コーヒーノキ(コーヒーの木)の肥料の与え方。正しい方法と注意点は?

コーヒーは大きなブームとなっていますが、手軽な観葉植物としても人気です。室内で育てるのには最適で、適切に管理すれば花と実を楽しむことも十分期待できます。ここではコーヒーノキ(コーヒーの木)を元気に育てるための肥料について、与え方やタイミング、基礎的な知識まですべて解説します。

1.コーヒーノキ(コーヒーの木)を育てる前に知っておきたいこと

植物を鉢植えで元気に育てて楽しむには、肥料を与えることが大切です。ただし肥料の与え方次第では、かえって逆効果になることもあります。肥料について正しく知ることが、植物を育てるうえで欠かせません。肥料について知る前に、まずコーヒーノキの基本情報を知っておきましょう。

コーヒーノキの基本データ
学名:Coffea 
科名:アカネ科
属名:コーヒーノキ属
原産地: エチオピア
和名:コーヒーノキ
英名:Coffee
生育適温:15〜25℃

艶のある緑の葉が美しい常緑低木で、樹形が自然に整います。園芸店だけでなく雑貨店や100円ショップまで広く販売され、株は簡単に入手できます。耐陰性があるため、室内で楽しむ観葉植物としてよく育てられます。本来は日光を好みますが、暑い夏の強光線に当たると葉が傷んで茶色く枯れます。寒さには弱いですが、中サイズ以上の株なら室内で容易に越冬します。家庭でも適切に管理すればコーヒーの実をならせて収穫できるので、自家製コーヒー作って味わうのも十分可能です。

種子がコーヒー豆として利用される種類はいくつかありますが、アラビアコーヒーノキから収穫されるコーヒー豆が、流通量の7割を占めます。一般に観葉植物として流通するのもアラビアコーヒーノキで、コーヒーブームと相まって人気です。7~8mほどの高さまで成長する常緑の木ですが、剪定に耐えるので生産地では3mほどの高さで栽培されています。
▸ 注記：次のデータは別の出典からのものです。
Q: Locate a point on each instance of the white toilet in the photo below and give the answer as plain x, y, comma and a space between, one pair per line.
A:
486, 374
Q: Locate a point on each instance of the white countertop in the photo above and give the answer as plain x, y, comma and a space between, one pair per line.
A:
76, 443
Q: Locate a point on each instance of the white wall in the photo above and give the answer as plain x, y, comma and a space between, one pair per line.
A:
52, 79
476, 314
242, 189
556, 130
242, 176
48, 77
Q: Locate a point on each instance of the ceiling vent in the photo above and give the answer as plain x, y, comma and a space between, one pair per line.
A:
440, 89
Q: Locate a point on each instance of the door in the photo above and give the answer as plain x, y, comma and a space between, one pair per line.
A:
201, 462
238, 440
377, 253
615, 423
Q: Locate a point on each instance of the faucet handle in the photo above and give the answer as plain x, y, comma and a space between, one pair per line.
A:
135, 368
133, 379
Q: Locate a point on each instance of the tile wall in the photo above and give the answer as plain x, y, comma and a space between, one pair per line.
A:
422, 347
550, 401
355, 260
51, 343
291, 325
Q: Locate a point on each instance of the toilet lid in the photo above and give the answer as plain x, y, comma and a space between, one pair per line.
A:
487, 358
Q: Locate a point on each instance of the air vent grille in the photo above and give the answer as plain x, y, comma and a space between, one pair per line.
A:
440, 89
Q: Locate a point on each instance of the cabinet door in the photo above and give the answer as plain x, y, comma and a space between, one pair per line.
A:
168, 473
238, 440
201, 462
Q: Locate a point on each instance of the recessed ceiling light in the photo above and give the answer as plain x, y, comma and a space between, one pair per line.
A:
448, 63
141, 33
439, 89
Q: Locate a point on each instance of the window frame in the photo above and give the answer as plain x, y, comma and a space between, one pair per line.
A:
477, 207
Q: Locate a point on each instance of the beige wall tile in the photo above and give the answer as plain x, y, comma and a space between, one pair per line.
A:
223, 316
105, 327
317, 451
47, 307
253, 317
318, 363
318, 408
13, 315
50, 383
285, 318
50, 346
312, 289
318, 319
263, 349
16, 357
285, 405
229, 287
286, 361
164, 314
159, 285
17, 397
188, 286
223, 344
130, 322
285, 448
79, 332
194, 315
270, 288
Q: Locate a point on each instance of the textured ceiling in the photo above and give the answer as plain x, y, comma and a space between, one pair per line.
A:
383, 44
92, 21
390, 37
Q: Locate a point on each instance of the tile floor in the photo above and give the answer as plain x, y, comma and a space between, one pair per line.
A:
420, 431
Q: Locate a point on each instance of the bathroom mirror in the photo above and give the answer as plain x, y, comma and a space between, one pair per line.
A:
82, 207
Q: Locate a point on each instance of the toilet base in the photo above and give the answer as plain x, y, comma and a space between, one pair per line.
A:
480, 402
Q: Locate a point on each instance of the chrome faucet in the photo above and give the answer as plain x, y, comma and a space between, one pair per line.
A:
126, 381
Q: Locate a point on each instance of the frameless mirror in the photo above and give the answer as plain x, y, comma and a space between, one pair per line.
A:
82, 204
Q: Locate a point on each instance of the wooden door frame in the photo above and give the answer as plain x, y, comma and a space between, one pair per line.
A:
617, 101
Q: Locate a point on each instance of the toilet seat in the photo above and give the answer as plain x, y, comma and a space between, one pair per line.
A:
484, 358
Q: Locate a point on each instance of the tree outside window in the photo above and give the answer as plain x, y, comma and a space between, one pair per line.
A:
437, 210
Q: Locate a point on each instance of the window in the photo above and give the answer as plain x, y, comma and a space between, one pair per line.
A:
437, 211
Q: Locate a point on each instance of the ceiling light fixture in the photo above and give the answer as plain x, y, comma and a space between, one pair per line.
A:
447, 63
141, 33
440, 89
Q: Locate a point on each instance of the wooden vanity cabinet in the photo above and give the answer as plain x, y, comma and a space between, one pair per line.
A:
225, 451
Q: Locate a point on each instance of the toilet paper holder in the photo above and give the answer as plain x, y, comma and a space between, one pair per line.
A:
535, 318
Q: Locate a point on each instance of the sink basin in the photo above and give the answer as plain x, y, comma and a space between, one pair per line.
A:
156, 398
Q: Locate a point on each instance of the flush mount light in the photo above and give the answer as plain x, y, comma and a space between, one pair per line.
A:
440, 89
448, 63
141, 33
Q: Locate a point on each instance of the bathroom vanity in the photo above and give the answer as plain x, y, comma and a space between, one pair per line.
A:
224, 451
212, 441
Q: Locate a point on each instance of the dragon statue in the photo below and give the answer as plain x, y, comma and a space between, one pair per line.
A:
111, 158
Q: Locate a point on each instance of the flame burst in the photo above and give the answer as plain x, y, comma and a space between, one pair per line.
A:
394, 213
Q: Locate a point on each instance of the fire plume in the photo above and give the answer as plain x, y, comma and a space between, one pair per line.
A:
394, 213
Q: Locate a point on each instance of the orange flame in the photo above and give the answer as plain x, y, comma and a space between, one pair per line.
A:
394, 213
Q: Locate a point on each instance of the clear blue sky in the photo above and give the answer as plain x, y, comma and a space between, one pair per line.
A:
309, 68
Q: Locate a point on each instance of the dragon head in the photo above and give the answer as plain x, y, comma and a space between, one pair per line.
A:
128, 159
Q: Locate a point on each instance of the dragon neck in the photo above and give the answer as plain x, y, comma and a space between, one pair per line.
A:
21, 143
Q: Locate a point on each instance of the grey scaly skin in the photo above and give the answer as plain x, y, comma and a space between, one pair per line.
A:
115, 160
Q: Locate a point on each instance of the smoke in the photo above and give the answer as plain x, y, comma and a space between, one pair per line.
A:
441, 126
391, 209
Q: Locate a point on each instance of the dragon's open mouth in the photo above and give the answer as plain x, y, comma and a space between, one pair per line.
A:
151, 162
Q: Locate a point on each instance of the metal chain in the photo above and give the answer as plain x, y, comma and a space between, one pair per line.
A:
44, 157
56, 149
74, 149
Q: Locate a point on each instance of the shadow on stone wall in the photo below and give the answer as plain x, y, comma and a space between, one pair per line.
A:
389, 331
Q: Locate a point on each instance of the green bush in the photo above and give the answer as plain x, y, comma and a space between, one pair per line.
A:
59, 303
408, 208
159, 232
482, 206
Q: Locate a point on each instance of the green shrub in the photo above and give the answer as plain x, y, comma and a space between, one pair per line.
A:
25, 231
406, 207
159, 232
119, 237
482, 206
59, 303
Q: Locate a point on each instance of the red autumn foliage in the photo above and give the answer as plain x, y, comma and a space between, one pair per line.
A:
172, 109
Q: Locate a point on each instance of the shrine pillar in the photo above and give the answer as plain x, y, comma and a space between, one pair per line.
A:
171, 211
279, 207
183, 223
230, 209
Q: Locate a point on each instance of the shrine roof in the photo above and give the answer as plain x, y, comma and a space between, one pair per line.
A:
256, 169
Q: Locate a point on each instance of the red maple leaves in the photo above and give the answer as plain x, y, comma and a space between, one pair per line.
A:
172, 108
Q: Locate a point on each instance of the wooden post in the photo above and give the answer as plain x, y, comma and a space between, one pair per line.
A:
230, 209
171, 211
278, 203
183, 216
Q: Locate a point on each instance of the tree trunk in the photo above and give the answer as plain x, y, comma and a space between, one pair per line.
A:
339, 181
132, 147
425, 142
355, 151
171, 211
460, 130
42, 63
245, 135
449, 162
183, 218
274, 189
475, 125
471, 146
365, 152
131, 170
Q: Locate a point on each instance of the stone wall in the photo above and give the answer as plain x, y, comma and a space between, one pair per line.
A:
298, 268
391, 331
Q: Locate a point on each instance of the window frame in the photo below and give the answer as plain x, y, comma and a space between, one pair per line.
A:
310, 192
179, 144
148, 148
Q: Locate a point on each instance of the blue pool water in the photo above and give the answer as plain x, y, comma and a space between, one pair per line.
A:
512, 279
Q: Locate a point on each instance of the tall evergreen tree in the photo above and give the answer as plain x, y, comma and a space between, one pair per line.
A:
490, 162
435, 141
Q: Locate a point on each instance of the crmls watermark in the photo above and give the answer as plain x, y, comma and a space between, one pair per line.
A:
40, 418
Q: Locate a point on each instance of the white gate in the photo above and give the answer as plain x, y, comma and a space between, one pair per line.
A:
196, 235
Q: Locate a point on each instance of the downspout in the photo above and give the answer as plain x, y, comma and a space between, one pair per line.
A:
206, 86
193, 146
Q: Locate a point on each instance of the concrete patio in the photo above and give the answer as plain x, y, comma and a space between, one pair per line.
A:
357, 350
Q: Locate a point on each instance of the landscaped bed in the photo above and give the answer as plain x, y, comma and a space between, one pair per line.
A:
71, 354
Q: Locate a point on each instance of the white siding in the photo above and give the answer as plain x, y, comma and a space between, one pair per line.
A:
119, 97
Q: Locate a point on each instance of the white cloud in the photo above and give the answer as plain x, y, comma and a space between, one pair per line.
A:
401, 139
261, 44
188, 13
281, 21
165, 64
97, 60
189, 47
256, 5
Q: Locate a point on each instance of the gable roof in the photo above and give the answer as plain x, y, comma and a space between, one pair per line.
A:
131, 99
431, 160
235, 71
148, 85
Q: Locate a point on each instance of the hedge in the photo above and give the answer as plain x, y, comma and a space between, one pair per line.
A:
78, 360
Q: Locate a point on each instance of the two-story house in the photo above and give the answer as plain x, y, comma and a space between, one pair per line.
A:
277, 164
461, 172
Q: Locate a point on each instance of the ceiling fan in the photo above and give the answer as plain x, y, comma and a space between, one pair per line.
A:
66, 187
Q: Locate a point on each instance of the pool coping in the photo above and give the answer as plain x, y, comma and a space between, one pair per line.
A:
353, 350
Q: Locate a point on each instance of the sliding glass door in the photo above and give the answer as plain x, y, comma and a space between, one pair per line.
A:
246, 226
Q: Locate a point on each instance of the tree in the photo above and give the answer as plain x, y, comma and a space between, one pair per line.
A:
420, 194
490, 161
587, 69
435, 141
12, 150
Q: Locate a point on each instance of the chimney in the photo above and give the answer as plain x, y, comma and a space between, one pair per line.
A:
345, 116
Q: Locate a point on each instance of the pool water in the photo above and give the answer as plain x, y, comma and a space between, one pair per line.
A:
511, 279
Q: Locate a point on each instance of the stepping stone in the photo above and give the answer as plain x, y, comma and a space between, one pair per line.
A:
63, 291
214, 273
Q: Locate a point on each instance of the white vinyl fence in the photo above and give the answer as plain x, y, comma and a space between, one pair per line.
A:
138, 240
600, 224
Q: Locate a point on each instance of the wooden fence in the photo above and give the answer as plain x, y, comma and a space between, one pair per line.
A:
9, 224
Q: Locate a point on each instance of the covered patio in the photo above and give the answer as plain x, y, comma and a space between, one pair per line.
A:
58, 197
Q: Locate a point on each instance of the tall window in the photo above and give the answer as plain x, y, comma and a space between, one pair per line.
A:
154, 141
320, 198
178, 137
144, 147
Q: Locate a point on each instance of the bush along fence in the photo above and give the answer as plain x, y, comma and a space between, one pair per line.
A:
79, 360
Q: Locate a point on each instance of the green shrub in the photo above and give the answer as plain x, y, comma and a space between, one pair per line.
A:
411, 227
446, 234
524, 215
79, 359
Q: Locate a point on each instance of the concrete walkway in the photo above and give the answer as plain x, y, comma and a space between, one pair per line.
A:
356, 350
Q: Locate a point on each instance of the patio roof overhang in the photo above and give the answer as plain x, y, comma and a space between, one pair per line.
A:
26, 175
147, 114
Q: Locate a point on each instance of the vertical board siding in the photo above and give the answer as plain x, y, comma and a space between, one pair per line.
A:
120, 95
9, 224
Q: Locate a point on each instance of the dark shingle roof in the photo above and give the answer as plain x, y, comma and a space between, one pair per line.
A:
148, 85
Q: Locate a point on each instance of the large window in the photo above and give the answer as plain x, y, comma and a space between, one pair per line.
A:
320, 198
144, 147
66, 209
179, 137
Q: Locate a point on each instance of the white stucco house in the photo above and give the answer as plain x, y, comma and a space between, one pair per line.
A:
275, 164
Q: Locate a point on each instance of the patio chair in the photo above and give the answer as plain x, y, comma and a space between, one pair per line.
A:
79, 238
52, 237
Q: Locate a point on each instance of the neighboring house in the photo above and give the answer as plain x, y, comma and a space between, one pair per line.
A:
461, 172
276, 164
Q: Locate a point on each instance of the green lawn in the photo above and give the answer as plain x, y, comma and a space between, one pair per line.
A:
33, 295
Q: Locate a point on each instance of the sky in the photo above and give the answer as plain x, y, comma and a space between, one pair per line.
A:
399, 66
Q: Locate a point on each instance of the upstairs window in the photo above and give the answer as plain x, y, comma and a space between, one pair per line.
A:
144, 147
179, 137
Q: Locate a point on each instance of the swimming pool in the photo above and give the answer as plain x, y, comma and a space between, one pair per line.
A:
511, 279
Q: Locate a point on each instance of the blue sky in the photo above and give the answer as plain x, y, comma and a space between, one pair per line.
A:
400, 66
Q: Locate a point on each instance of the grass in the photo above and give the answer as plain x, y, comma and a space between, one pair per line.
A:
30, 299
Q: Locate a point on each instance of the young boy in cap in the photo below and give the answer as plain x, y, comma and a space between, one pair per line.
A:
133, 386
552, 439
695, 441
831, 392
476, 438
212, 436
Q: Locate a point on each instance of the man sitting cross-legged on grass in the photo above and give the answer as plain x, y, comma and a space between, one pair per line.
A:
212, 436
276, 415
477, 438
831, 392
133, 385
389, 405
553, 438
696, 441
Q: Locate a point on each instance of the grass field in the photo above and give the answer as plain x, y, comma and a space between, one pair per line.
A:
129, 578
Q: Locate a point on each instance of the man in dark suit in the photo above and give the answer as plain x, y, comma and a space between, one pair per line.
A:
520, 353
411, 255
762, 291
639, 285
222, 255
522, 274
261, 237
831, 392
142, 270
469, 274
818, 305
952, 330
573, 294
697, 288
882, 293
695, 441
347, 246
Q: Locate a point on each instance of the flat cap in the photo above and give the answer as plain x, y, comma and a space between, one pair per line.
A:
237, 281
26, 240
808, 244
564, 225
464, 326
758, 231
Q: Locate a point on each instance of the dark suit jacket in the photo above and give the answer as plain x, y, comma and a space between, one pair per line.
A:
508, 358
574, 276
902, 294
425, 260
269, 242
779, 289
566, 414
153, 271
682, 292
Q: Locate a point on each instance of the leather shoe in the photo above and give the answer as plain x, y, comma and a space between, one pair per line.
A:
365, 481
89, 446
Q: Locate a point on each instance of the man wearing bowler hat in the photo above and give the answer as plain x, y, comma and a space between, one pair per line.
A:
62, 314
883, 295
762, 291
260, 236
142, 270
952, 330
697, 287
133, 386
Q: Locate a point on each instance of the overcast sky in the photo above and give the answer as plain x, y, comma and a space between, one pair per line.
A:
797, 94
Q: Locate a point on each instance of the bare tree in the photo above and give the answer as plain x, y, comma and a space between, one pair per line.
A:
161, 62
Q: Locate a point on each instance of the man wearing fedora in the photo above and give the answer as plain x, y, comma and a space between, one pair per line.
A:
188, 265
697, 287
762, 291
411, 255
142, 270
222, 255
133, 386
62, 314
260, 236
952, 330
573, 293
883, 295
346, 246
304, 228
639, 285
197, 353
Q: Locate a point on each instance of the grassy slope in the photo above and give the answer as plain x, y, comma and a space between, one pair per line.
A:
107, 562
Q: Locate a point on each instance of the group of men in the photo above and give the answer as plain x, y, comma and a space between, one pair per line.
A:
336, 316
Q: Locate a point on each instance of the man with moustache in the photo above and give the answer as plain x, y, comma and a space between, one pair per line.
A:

白い芳香のある花は葉の付け根にまとまってつき、一度花がついた部分には再度花は咲きません。きれいな赤い果実はチェリービーンズと呼ばれ、果肉には甘味があります。果実の中に2つのタネがあり、コーヒー豆として利用されます。

2.コーヒーノキ(コーヒーの木)を育てるために肥料は必要?

1~2年おきの植え替えを行っていれば、肥料が少なくても観葉植物として育てることができます。ただし芳香のある白い花を咲かせ、赤い実もならせたい場合は、肥料を与えることが大切です。生育期に肥料を適切に与えることで美しい花や実まで楽しめ、コーヒーノキの栽培をさらに楽しむことができるでしょう。

植物の成長に必要な、肥料の三大要素とは

植物が成長する上で必要な養分の中で、特に多く必要で重要なのは、窒素(N)、リン酸(P)、カリ(K、カリウム)の三大要素です。肥料袋には3つの数字が表示されていますが、窒素とリン酸、カリウムがどの程度含まれているかを表しています。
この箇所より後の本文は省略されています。